Rentrée 2019 : le coût de la vie étudiante augmente de 2,83%, selon l'Unef

Des étudiants sur le campus de l\'université de Strasbourg, le 21 septembre 2016
Des étudiants sur le campus de l'université de Strasbourg, le 21 septembre 2016 (MAXPPP)

Dans son enquête annuelle sur le coût de la rentrée, le syndicat relève également que près d'un étudiant sur deux est aujourd'hui salarié en parallèle de ses études.

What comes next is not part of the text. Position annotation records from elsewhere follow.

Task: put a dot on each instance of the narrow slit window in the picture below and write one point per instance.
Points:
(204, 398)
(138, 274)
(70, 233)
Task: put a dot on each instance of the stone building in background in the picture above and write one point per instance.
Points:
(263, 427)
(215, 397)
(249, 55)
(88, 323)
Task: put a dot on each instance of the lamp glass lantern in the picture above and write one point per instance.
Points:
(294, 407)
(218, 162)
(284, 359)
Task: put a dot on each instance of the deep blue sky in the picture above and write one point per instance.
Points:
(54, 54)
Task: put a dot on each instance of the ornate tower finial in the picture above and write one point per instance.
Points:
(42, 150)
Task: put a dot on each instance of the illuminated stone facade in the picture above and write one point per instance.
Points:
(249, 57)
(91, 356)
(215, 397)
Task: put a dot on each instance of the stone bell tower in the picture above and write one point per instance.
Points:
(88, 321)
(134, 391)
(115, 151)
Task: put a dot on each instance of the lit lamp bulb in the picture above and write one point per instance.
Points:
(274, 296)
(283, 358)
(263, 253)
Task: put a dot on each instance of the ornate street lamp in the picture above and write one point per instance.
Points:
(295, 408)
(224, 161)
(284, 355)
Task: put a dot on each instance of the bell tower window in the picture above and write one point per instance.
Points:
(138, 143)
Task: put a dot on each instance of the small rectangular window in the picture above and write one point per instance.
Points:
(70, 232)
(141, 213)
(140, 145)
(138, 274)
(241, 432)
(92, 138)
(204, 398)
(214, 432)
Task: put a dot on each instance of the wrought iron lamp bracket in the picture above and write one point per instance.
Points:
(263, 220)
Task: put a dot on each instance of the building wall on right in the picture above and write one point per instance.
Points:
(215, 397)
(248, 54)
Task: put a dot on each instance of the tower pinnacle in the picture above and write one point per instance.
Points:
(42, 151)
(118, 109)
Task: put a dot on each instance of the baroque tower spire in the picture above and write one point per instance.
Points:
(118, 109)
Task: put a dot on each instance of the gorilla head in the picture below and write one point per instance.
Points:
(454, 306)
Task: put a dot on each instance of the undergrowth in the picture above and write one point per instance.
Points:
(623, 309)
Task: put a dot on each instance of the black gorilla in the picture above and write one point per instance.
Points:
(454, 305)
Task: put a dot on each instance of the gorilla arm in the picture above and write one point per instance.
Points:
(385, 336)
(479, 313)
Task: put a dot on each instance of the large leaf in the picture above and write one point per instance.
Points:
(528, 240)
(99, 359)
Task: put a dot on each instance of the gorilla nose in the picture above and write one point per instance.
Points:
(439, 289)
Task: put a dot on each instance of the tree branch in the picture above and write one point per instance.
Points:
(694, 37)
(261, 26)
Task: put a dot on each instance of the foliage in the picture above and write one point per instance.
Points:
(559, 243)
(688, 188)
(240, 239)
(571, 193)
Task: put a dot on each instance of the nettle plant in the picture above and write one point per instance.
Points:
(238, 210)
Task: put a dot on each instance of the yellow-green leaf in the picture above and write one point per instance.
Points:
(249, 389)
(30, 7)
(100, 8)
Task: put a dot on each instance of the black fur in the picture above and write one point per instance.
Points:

Le coût de la vie étudiante augmente de 2,83% pour cette rentrée 2019, indique la traditionnelle enquête estivale sur le coût de la vie étudiante, publiée par l'Union nationale des étudiants de France (Unef) vendredi 16 août. Cette augmentation est qualifiée d'"importante" par le syndicat, qui note qu'elle "est bien supérieure à celle de l'inflation qui est de 1,20% sur un an".

Selon l'Unef, le loyer représente 69% du budget mensuel des étudiants. Cette année, les loyers étudiants ont augmenté globalement de 2,97%. La hausse est de 1,6% dans le parc des Crous et de 3,86% dans le parc privé. En tout, 45 villes universitaires voient leurs loyers augmenter avec une hausse moyenne dans le parc privé de 2,8 % en province, de 5,18% en Ile-de-France, et de 3,29% dans les grandes villes. Paris reste la grande ville la plus chère, avec un loyer moyen de 873 euros. La grande ville la moins chère est Le Mans, avec un loyer moyen de 340 euros.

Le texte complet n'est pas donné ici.